Until far into the night the air reverberated with incessant cannonade—from the direction of Genappe and from that of Wavre—but just before dawn all was still. The stream of convoys which bore the wounded along the road to Brussels from Mont Saint Jean and Hougoumont and La Haye Sainte had momentarily ceased its endless course. The sky had that perfect serenity of a midsummer's night, starlit and azure with the honey-coloured moon sinking slowly down towards the west. Here at the edge of the wood the air had a sweet smell of wet earth and damp moss and freshly cut hay: it had all the delicious softness of a loved one's embrace.
Through the roar of distant cannonade, Bobby had slept. For a time after St. Genis left him he had watched the long straight road with dull, unseeing eyes—he had seen the first convoy, overfilled with wounded men lying huddled on heaped-up straw, and had thanked God that he was lying on this exquisitely soft carpet made of thousands of tiny green plants—moss, grass, weeds, young tendrils and growing buds and opening leaves that were delicious to the touch. He had quite forgotten that he was wounded—neither his head nor his leg nor his arm seemed to hurt him now: and he was able to think in peace of Crystal and of her happiness.

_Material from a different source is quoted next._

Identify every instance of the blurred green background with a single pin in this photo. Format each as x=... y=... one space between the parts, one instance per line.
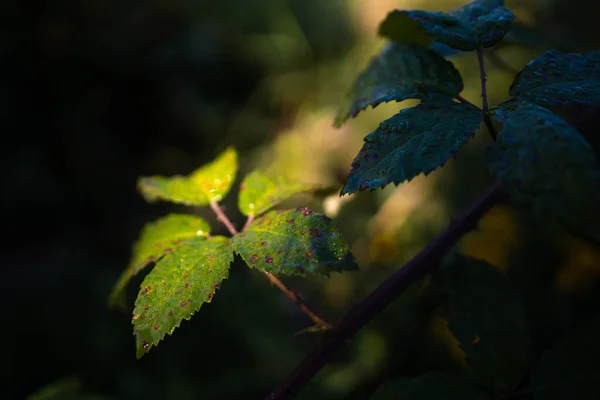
x=99 y=92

St. Genis would have come to her by then: she would be happy to see him safe and well, and perhaps—in the midst of her joy—she would think of the friend who so gladly offered up his life for her.
When the air around was no longer shaken by constant repercussion, Bobby fell asleep. It was not yet dawn, even though far away in the east there was a luminous veil that made the sky look like living silver. Behind him among the trees there was a moving and a fluttering—the birds were no longer asleep—they had not begun to sing but they were shaking out their feathers and opening tiny, round eyes in farewell to departing night.
That gentle fluttering was a sweet lullaby, and Bobby slept and dreamed—he dreamed that the fluttering became louder and louder, and that, instead of birds, it was a group of angels that shook their wings and stood around him as he slept.
One of the angels came nearer and laid a hand upon his head—and Bobby dreamed that the angel spoke and the words that it said filled Bobby's heart with unearthly happiness.
"My love! my love!" the angel said, "will you try and live for my sake?"
And Bobby would not open his eyes, for fear the angel should go away. And though he knew exactly where he was, and could feel the soft carpet of leaves, and smell the sweet moisture in the air, he knew that he must still be dreaming, for angels are not of this earth.
Then a strong kind hand touched his wrist, and felt the beating of his heart, and a rough, pleasant voice said in English: "He is exhausted and very weak, but the fever is not high: he will soon be all right." And to add to the wonderful strangeness of his dream, the angel's voice near him murmured: "Thank God! thank God!"
Why should an angel thank God that he—Bobby Clyffurde—was not likely to die?